Critics contend that wait-listing people for weeks at a time encourages them to take their chances crossing illegally, often paying thousands of dollars to smugglers for help.

In practice, the management of the metered list falls to various groups, depending on the area, according to a forthcoming research paper examining the haphazard policy across eight ports of entry. In some areas, like the Tijuana-San Diego crossing, migrants themselves run the list. In other areas, local governments, NGOs and briefly in one case, the Red Cross, have played that role.

That lack of standards makes it difficult to know whether unaccompanied minors are treated similarly across the length of the border.

“Metering is targeting everyone,” Stephanie Leutert, director of the Mexico Security Initiative at the University of Texas at Austin’s Lyndon Baines Johnson School of Public Affairs and a co-author of the upcoming paper, wrote in a message to HuffPost. “Unaccompanied minors don’t usually get blocked, but it’s not guaranteed.”

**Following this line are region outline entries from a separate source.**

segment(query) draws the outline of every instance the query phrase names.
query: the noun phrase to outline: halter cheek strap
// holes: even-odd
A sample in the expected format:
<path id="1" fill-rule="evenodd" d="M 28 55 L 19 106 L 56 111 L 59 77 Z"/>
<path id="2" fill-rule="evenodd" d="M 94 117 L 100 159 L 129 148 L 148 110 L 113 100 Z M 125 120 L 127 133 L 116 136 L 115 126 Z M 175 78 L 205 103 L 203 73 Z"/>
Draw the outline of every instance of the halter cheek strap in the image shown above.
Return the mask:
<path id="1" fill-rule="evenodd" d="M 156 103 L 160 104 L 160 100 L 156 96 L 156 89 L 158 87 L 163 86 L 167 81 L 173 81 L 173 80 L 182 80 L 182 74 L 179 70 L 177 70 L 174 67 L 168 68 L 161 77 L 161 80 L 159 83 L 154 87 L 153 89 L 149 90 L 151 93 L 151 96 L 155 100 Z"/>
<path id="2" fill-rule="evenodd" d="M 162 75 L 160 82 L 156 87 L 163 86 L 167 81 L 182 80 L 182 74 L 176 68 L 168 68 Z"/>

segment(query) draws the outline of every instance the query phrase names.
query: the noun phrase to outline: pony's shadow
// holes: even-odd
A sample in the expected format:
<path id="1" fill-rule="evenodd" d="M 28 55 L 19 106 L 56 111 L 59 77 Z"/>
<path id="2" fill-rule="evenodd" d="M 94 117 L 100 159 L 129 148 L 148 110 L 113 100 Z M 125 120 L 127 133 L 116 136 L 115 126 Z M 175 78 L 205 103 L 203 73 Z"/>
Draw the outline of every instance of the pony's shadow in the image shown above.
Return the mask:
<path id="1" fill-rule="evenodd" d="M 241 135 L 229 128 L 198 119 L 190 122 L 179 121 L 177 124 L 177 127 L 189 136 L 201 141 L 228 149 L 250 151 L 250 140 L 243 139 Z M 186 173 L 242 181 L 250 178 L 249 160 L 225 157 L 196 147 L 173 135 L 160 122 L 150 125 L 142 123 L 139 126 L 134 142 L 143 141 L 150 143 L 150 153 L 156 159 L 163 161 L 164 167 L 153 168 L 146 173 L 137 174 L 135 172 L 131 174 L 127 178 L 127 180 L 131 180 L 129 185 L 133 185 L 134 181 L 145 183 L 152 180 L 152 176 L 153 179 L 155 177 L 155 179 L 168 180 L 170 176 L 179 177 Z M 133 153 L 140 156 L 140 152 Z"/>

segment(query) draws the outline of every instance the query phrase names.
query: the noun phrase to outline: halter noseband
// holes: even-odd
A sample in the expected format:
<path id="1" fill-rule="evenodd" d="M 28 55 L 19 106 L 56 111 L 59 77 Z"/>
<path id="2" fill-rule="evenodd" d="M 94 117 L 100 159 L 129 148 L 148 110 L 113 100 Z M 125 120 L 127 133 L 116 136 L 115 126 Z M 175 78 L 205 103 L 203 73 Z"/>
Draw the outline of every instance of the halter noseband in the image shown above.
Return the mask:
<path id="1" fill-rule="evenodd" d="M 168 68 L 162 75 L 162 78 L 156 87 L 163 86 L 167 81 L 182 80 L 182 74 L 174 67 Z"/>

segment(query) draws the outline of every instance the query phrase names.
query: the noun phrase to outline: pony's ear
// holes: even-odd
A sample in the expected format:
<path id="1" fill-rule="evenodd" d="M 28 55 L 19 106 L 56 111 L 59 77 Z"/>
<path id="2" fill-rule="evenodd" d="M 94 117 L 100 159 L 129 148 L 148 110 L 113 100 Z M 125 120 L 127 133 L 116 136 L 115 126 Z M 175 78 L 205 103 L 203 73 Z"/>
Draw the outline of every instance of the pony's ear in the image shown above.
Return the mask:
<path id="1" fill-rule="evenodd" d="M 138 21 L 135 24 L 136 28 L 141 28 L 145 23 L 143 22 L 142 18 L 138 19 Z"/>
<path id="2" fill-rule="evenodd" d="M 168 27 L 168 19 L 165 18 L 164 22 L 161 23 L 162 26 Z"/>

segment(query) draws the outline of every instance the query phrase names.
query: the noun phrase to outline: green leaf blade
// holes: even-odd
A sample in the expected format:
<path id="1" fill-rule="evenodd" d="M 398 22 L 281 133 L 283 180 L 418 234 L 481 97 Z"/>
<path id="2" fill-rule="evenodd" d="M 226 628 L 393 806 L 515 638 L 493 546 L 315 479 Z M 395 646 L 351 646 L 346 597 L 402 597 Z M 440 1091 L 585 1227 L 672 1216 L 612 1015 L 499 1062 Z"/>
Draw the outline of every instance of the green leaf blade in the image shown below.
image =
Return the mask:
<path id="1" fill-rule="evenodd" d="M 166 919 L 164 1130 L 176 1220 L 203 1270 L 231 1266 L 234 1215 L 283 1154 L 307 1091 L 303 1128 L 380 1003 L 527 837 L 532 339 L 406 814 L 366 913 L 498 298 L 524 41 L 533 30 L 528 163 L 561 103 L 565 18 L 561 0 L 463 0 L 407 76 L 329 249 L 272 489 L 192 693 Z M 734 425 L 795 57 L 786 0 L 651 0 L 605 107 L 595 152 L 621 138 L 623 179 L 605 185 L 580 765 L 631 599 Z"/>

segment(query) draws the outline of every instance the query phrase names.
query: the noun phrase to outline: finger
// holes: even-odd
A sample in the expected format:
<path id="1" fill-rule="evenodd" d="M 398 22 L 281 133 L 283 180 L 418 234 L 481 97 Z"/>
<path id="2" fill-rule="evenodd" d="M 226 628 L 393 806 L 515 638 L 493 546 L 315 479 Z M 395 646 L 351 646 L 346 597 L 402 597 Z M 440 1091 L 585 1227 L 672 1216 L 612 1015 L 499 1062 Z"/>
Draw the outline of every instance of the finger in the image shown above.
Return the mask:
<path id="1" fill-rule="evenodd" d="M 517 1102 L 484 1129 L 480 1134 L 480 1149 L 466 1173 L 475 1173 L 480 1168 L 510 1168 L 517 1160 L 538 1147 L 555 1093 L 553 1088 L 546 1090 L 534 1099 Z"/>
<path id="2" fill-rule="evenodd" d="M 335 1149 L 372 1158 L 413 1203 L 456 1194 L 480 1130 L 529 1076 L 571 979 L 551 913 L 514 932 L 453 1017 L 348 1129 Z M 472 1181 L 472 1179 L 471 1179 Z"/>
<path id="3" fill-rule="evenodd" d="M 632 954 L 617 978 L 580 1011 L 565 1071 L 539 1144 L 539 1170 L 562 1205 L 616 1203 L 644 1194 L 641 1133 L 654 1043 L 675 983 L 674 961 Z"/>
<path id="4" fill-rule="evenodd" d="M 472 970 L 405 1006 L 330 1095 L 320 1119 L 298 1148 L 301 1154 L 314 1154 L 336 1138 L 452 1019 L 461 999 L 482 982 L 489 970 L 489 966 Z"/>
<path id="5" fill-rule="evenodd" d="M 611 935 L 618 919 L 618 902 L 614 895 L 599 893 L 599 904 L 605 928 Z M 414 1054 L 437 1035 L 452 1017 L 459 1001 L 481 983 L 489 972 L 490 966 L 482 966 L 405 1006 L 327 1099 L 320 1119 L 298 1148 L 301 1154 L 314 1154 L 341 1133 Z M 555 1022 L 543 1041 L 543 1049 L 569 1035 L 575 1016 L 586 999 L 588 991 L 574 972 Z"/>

Unaccompanied minors often can’t get their names added to the waitlist. Near the San Ysidro port of entry, migrants managing the list for seeking asylum told HuffPost Wednesday that there were no unaccompanied minors on their ledger. One of the list managers said “no unaccompanied minors come here,” while others said they had to be escorted. In one case, a minor came alone to ask to be added to the list, and the managers referred him to Grupos Beta, part of the Mexican government’s National Institute of Migration, another volunteer managing the process said.

Grupos Beta officials insisted to HuffPost that they had no involvement in managing the list, but confirmed they were presented with one unaccompanied minor and referred him to the Mexican government’s child services arm.

Al Otro Lado accused Mexican officials of blocking unaccompanied children’s access to the waitlist in Tijuana last month in an ongoing lawsuit challenging the Trump administration’s attempt to ban migrants from applying for asylum if they cross illegally. (A federal judge temporarily blocked that policy from moving forward last month.)

The long wait times, turnbacks and inability to get on the asylum-seeker list collectively put minors in a desperate position that could encourage them to try to enter the U.S. illegally if they feel unsafe waiting in Mexico indefinitely.

“Kids are being put in a situation where they’re very vulnerable and they’re very ripe for exploitation,” said Michelle Brané, director of migrant rights and justice at the nonprofit Women’s Refugee Commission. “They’re in desperate need of some way to get to safety.”

Clarification: This post was updated to clarify that the Red Cross only briefly managed a migrant waitlist.